Le débat sur la méthode d'évaluation des déficits budgétaires a été relancé par une interview du Commissaire européen Mario Monti à un journal italien. Certains commentateurs (voire même quelques ministres) ont interprété ses propos comme une invitation à ne pas tenir compte des dépenses d'investissement dans le calcul des déficits. En réalité, texte à la main, la position du Commissaire est plus nuancée; il estime qu'il faut prendre en considération non seulement la quantité mais aussi la qualité des dépenses publiques, en opérant une distinction entre les investissements et les frais de fonctionnement, en excluant toute renégociation du Pacte de stabilité mais en l'interprétant. Afin de permettre à nos lecteurs de se faire une opinion, nous reproduisons l'essentiel de l'interview. Les prises de position sur le même sujet sont nombreuses; nous retenons celle du Professeur Monti en raison de son prestige et de son rôle institutionnel. (F.R.)
Interview du Commissaire européen Mario Monti au journal "Il Sole - 24 ore" du 7 septembre, recueillie par Adriana Cerretelli.
"J'ai été et je reste attaché à la "golden rule" (note: règle qui établit dans les budgets publics une distinction entre les dépenses de fonctionnement et celles d'investissement) parce qu'elle est le symbole même de la discipline budgétaire structurelle. Il aurait peut-être été souhaitable de disposer de cette règle dès le départ, mais le Pacte de stabilité, même s'il est né sous une forme moins fine, a quand même bien joué son rôle. Nous parlons aujourd'hui de l'application du Pacte avec un euro déjà né, et bien vivant, alors qu'à l'époque l'objectif prioritaire était de convaincre l'opinion publique allemande que l'euro, dont la naissance n'était pas encore acquise, aurait été une monnaie en mesure de remplacer valablement le mark (…). C'est pourquoi l'on avait donné la priorité à la clarté de la règle, à un Pacte compréhensible par rapport à un pacte plus intelligent du point de vue des conditions structurelles de l'économie.
La discipline budgétaire résultant des critères de Maastricht et du Pacte de stabilité demeure absolument nécessaire, aujourd'hui autant qu'hier. Il serait toutefois souhaitable d'introduire dans les règles de cette discipline quelques éléments reflétant de façon intelligente la différence entre les dépenses de fonctionnement et d'investissement. Il serait en revanche très dangereux de renégocier les critères de Maastricht et le Pacte. Heureusement, dans les uns comme dans l'autre, figurent des embryons qui permettent de les interpréter dans un sens structurellement correct. Il serait peut-être opportun de les rendre explicites et d'en définir les contours et les limites (…). Il y a deux embryons: l'un dans le Traité de Maastricht (article 104 par.3), l'autre dans la résolution d'Amsterdam de 1997 sur le Pacte de stabilité, qui introduit l'aspect des fluctuations cycliques. La distinction entre dépenses de fonctionnement et d'investissement, malgré les difficultés de son application, est fondamentale car elle sert les intérêts des générations futures. Le plafond du déficit public global en pourcentage du PIB (3%) demeure valable, mais il importe de donner de plus en plus d'importance à la distinction qualitative de la dépense. Toutefois, en rendant formellement explicites les critères d'application de la discipline inscrite dans le Pacte, il importe, ainsi que Solbes le souligne souvent, de tenir compte de la position des différents pays en matière de dette publique globale (…). Un pays ayant une dette publique globale très élevée doit se consacrer avec un soin particulier à la réduction des dépenses de fonctionnement sans pour autant sacrifier outre mesure les dépenses d'investissement (…).
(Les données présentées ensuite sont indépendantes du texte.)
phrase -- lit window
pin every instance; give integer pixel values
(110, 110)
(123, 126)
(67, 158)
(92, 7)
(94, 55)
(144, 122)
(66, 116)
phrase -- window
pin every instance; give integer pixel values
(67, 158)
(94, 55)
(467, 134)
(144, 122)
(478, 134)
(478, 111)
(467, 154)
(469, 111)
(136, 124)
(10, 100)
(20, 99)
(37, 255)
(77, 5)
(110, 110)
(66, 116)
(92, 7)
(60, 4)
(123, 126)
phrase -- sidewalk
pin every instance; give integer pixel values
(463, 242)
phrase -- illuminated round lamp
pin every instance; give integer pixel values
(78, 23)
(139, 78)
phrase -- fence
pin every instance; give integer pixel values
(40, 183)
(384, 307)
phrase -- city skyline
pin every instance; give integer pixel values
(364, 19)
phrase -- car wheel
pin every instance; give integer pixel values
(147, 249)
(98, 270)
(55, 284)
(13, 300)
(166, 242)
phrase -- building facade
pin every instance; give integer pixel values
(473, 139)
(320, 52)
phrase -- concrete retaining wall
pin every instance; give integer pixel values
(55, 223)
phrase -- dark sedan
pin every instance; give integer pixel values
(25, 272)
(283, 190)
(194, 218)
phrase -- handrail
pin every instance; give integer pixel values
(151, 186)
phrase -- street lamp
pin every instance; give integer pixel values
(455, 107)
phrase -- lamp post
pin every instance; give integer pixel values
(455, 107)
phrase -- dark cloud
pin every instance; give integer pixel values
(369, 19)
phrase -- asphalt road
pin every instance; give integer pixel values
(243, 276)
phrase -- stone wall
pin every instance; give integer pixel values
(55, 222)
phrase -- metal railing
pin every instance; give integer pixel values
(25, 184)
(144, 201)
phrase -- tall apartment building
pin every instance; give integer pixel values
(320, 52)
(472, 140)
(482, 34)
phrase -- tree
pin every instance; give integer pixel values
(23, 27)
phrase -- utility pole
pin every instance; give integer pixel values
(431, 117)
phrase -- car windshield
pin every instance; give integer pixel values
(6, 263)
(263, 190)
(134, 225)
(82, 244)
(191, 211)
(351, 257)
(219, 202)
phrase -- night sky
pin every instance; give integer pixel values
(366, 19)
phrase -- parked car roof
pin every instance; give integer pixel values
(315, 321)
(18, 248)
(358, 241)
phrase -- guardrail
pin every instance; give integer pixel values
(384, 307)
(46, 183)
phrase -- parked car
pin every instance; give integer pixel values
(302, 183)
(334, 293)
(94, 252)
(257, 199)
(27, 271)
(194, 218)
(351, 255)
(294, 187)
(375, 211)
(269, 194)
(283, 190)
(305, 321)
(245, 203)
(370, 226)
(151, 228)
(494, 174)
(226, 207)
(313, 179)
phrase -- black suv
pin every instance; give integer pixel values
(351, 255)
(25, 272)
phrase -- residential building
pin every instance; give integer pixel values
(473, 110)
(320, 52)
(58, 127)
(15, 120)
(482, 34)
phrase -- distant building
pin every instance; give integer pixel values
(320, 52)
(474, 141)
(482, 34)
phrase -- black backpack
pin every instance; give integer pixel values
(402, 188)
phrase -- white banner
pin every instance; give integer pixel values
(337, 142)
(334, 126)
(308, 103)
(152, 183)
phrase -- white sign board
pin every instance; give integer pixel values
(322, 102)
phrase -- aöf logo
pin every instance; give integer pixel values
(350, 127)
En mettant l'accent sur les investissements publics dans l'application de Maastricht et du Pacte, on n'affaiblit pas le Pacte mais on l'approfondit dans le sens structurellement correct (…). Il est indéniable que l'Europe souffre d'une insuffisance d'infrastructures. Après avoir décidé de ne pas faire naître nos enfants et petits-enfants avec une lourde charge de dette publique, nous devons franchir le pas suivant: les faire naître sans dette mais aussi avec une dotation adéquate de routes, ponts, réseaux télématiques (…).
Les références aux investissements ne doivent pas devenir une excuse pour ne pas contenir les dépenses de fonctionnement (…). La question à se poser est la suivante: un déficit de 2,5% du PIB entièrement dû à la consommation est-il plus vertueux qu'un déficit de 2,7% entièrement destiné aux investissements? "
Interrogé sur la possibilité que la golden rule puisse retarder dans quelques pays l'équilibre budgétaire, M.Monti a répondu: "Contrairement à l'époque où il fallait créer l'euro, je ne vois pas aujourd'hui la signification mythique de certaines échéances."
En commentant prochainement la position Monti, nous ferons état également des observations du Commissaire Solbes à leur égard.